Sie hielt am 5.9.2000 in der Ringvorlesung den Vortrag zur »Schrittweisen Verbesserung von Requirement Engineering Prozessen«


ifz: Sie nehmen bereits zum dritten Mal an der informatica feminale teil. Ist es nach wie vor etwas Besonderes, hier einen Vortrag zu halten?


BP: Es ist diesmal anders, da ich die letzten Male ein längeres Projekt gemacht habe. Jetzt ist es einfach schön, ein ganzes Auditorium nur mit Frauen zu haben. So viele Frauen hat frau sonst selten um sich in der Informatik. In dem Vortrag habe ich versucht, auch ein bischen mehr von mir zu erzählen. Das kann ich hier anders machen, als im Arbeits­alltag.


ifz: Haben Sie am Fraunhofer Institut viele Frauen in der Arbeitsgruppe?

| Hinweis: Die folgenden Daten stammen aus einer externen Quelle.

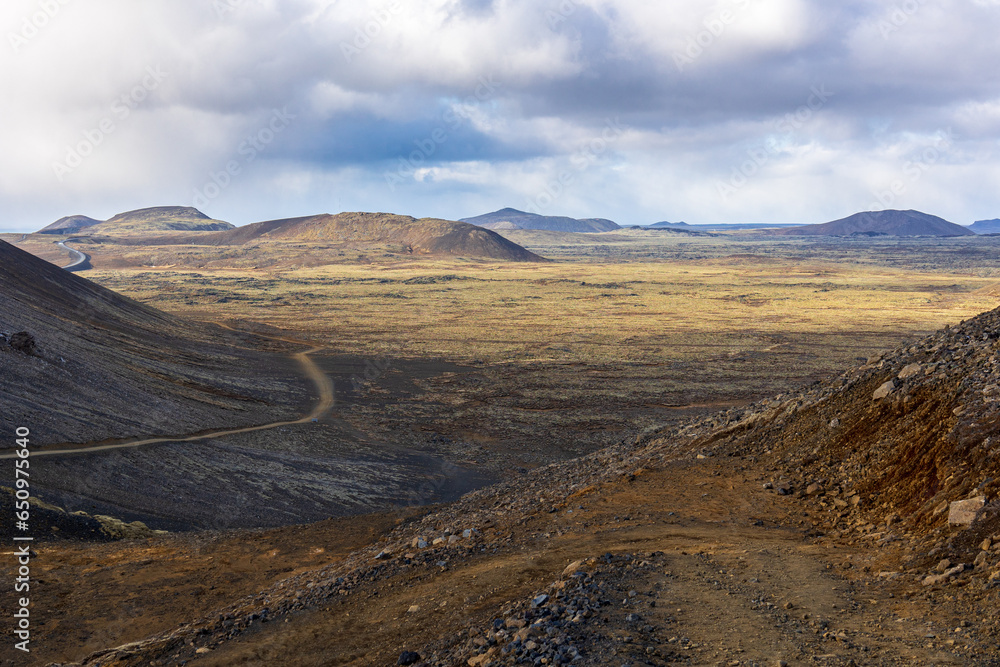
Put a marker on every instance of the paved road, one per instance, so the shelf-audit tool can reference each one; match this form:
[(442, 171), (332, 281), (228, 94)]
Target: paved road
[(325, 403), (81, 260)]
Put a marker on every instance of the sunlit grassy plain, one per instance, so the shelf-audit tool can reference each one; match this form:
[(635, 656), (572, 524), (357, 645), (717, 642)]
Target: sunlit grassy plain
[(771, 310)]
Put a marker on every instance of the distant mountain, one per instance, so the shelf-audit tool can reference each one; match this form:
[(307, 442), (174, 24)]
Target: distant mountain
[(881, 223), (509, 218), (162, 218), (69, 225), (427, 236), (142, 221), (986, 226)]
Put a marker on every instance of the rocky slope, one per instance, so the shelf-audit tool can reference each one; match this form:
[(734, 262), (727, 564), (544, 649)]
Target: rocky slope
[(745, 519), (876, 223), (69, 225), (81, 363)]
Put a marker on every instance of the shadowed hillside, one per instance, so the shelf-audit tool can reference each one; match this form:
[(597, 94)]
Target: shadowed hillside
[(509, 218), (81, 363), (654, 550), (426, 236)]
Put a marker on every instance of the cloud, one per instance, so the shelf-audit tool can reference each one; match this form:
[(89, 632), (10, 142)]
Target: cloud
[(454, 107)]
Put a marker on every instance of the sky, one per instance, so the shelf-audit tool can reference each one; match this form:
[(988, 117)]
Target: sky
[(640, 111)]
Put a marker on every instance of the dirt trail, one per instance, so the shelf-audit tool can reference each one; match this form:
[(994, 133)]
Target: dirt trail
[(693, 564), (324, 404)]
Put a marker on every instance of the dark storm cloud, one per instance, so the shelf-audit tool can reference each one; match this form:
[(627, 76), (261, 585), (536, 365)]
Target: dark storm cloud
[(837, 95)]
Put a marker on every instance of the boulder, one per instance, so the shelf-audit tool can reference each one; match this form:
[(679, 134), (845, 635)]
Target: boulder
[(884, 390), (963, 512)]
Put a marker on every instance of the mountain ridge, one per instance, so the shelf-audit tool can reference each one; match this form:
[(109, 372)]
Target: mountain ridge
[(877, 223), (510, 218), (425, 236)]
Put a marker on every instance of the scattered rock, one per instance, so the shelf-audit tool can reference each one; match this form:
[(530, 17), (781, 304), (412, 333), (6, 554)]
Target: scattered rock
[(23, 342), (408, 658), (963, 512), (884, 390)]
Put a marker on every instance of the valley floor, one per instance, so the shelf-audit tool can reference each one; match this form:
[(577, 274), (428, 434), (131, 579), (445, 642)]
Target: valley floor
[(691, 562)]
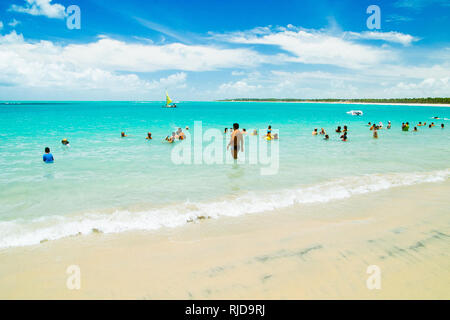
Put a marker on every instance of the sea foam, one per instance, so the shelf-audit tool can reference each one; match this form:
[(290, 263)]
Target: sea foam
[(22, 233)]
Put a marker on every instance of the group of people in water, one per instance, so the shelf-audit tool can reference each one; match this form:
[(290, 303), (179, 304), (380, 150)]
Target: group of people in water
[(343, 131), (405, 126), (236, 139), (373, 127)]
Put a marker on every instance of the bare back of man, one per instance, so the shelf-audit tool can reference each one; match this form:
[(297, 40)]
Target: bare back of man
[(236, 141)]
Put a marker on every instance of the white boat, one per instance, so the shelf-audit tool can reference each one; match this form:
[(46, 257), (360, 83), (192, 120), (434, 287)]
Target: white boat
[(355, 112), (169, 103)]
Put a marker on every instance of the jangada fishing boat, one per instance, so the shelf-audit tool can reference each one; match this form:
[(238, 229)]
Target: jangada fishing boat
[(169, 103)]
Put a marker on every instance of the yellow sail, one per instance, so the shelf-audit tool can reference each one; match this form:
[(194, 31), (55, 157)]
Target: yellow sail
[(168, 100)]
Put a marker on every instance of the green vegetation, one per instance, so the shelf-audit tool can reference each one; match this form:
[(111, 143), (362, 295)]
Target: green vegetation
[(396, 100)]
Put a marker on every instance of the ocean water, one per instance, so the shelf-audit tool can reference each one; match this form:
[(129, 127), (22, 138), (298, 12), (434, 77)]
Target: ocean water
[(106, 183)]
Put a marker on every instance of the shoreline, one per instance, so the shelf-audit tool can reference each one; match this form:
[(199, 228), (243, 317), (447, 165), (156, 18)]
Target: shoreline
[(318, 251), (354, 103)]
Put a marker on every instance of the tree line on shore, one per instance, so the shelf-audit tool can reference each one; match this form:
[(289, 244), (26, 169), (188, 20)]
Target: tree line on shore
[(392, 100)]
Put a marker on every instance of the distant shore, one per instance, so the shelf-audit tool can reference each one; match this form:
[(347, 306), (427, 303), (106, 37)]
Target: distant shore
[(350, 103)]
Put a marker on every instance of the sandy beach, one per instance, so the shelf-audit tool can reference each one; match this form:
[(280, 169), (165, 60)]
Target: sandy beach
[(314, 251), (356, 103)]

BP: In meiner Abteilung ist nur noch eine andere Wissenschaftlerin. Insgesamt sind wir acht Leute und die Sekretärin. Am Institut haben wir – verglichen mit anderen Firmen – einen guten Prozentsatz von ca. 20% Frauen. Das kenne ich auch aus dem Studium. 20% ist für mich eine Untergrenze.


ifz: Sie haben erzählt, dass Sie sich mit Frauenprojekten beschäftigen.


BP: Ich muß gestehen, dass ich zur Zeit etwas weniger dabei bin. Das war anders, als ich noch an der Uni war. Dort war ich bis vor zwei Jahren auch als Frauenbeauftragte tätig. Ich habe mich früher auch mehr in der "Gesellschaft für Informatik" in der Fachgruppe "Frauenarbeit und Informatik" engagiert.


Der Austausch mit anderen Fachfrauen ist sehr schön und die Fachgruppe bietet auch die Möglichkeit, Dinge zu gestalten, wie zum Beispiel Einführungen für Schülerinnen. Während des Studiums hat mich dieses Thema kaum beschäftigt. Das kam dann erst durch die Berufstätigkeit und durch die Kinder.


ifz: Wie schaffen Sie das mit Kindern und Berufstätigkeit?


BP: Da habe ich einfach Glück, weil ich einen Mann habe, der sich auch beteiligt. Wir haben uns den Erziehungsurlaub geteilt. Er ist genau wie ich ein halbes Jahr zu Hause geblieben, und danach sind wir beide auf Teilzeit gegangen.


ifz: Arbeiten Frauen in der Informatik anders als Männer?


BP: Ich glaube nicht, dass das an der Informatik liegt. Frauen haben oft ein anderes Kommunikationsverhalten und eine andere Wahrnehmung. Daher setzen sie auch die Schwerpunkte anders innerhalb der Informatik. Das gilt auch für die Themen meines Vortrags, Requirements Engineering und Softwareprozesse. Frauen arbeiten oft lieber menschenbezogen als viele Männer.


ifz: Ist es so, dass sich Frauen und Männer diese Welt und die Aufgaben teilen können?


BP:Was heißt aufteilen. Ich finde es eigentlich besser, wenn sie voneinander lernen. Auch die Tatsache, dass wir als Frauen Dinge anders sehen und uns anders verhalten oder eben Schwerpunkte anders setzen, ist stark historisch bedingt. Das muss nicht unbedingt angeboren sein. Für mich ist nicht eine Teilung erstrebenswert, sondern das voneinander lernen.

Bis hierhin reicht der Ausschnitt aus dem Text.